Dua undang-undang menjadi inti dari pertarungan ini. Undang-Undang GENIUS, yang disahkan pada Juli 2025, sudah melarang hasil pasif pada stablecoin. Undang-Undang CLARITY, yang saat ini ada di Senat, terhenti karena aturan hasil. Draft yang bocor pada Maret 2026 menunjukkan bahwa hanya hadiah berbasis aktivitas — diperoleh melalui transaksi, partisipasi tata kelola, atau pemrosesan pembayaran — yang akan diizinkan, secara efektif melarang hasil pasif dari memegang.
Bank-bank sangat menentang hasil, dengan alasan risiko keluar dana deposito, kerentanan sistemik, dan keunggulan kompetitif yang tidak adil untuk stablecoin. Industri kripto, yang dipimpin oleh Coinbase dan Circle, berpendapat bahwa hasil mendorong adopsi, pendapatan, dan daya saing, sekaligus mencegah migrasi modal ke DeFi yang tidak diatur.
Pasar bereaksi tajam ketika draft Undang-Undang CLARITY bocor: Circle turun 18%, Coinbase 8%, sementara BTC sekitar $70.579 mengalami efek likuiditas sekunder. ETH dan token DeFi lebih langsung terpengaruh. Jika larangan hasil pasif disahkan, pertumbuhan USDC melambat, TVL DeFi melonjak sementara, dan saham kripto menghadapi tekanan berkepanjangan. Jika hadiah berbasis aktivitas diizinkan, pasar sebagian pulih, inovasi berlanjut, dan kejelasan regulasi mendorong masuknya institusi.
Likuiditas adalah kekhawatiran terbesar. Stablecoin menyediakan tulang punggung pasar kripto.

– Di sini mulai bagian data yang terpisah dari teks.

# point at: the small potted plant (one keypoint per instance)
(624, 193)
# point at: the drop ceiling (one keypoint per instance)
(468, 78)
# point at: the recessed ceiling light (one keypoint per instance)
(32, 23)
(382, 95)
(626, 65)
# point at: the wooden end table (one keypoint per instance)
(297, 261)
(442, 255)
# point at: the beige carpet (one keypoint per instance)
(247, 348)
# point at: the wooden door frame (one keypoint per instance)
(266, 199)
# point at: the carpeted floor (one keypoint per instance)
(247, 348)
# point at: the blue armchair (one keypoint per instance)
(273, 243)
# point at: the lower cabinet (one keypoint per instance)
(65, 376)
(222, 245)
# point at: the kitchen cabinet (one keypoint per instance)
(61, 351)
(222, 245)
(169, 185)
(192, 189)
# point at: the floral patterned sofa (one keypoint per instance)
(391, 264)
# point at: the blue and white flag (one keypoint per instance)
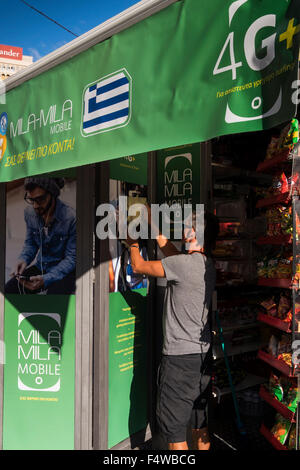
(106, 104)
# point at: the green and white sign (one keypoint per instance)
(39, 373)
(132, 169)
(186, 74)
(127, 403)
(178, 175)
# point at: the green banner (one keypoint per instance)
(39, 373)
(178, 175)
(132, 169)
(127, 404)
(183, 75)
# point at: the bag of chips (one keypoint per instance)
(275, 387)
(281, 428)
(291, 398)
(284, 306)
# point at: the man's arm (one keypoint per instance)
(30, 248)
(140, 266)
(68, 263)
(166, 246)
(163, 242)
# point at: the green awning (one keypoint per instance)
(193, 71)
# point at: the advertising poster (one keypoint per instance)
(39, 322)
(127, 404)
(233, 69)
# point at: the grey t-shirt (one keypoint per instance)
(190, 283)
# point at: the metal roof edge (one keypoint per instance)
(114, 25)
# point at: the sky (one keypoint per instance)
(38, 36)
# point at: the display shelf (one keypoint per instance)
(278, 240)
(249, 381)
(278, 364)
(273, 163)
(237, 349)
(280, 407)
(275, 322)
(271, 438)
(273, 200)
(275, 282)
(228, 328)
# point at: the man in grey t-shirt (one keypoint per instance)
(184, 376)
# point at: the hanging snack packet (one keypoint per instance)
(281, 428)
(276, 388)
(272, 347)
(280, 184)
(270, 306)
(290, 399)
(284, 307)
(292, 438)
(292, 135)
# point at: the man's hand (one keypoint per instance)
(35, 283)
(19, 269)
(130, 241)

Menghapus hasil berisiko menyebabkan modal keluar dari pool terpusat ke DeFi atau aset dunia nyata yang ditokenisasi, memperlebar spread bid-ask dan memecah kedalaman pasar. USDT mungkin mendapatkan dominasi karena USDC menghadapi beban regulasi. Volume perdagangan bisa bergeser, aktivitas DeFi di chain mungkin melonjak tetapi dalam pool yang terfragmentasi dan lebih berisiko, dan volume bursa terpusat bisa menurun.
Kartu wild adalah pembungkus DeFi, yang dapat mengarahkan stablecoin idle ke protokol yang menghasilkan hasil secara legal, meningkatkan TVL dan token tata kelola (AAVE, CRV, UNI), mempercepat adopsi DeFi, dan mengalihkan fokus regulasi ke kontrak pintar sambil meningkatkan risiko pengguna.

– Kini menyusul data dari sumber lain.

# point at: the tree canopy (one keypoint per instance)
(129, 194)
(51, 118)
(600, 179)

Jangka pendek (0–3 bulan): ketidakpastian legislatif menekan Circle dan Coinbase; BTC sebagian besar dipengaruhi faktor makro.
Jangka menengah (3–12 bulan): undang-undang CLARITY yang diperjelas dapat menstabilkan pasar, meningkatkan masuknya institusi, dan mendukung pertumbuhan BTC dan kripto.
Jangka panjang: perdebatan ini akan menentukan apakah stablecoin berkembang menjadi produk tabungan dominan atau tetap sebagai jalur transaksi, membentuk kapitalisasi pasar USDC, TVL DeFi, pendapatan bursa, masuknya ETF BTC, dan aliran modal secara keseluruhan selama bertahun-tahun.
Singkatnya, perdebatan hasil stablecoin bukanlah masalah regulasi kecil — ini adalah pertarungan tentang siapa yang mengendalikan infrastruktur sistem keuangan digital, dengan dampak terhadap harga kripto, likuiditas, DeFi, dan keuangan global.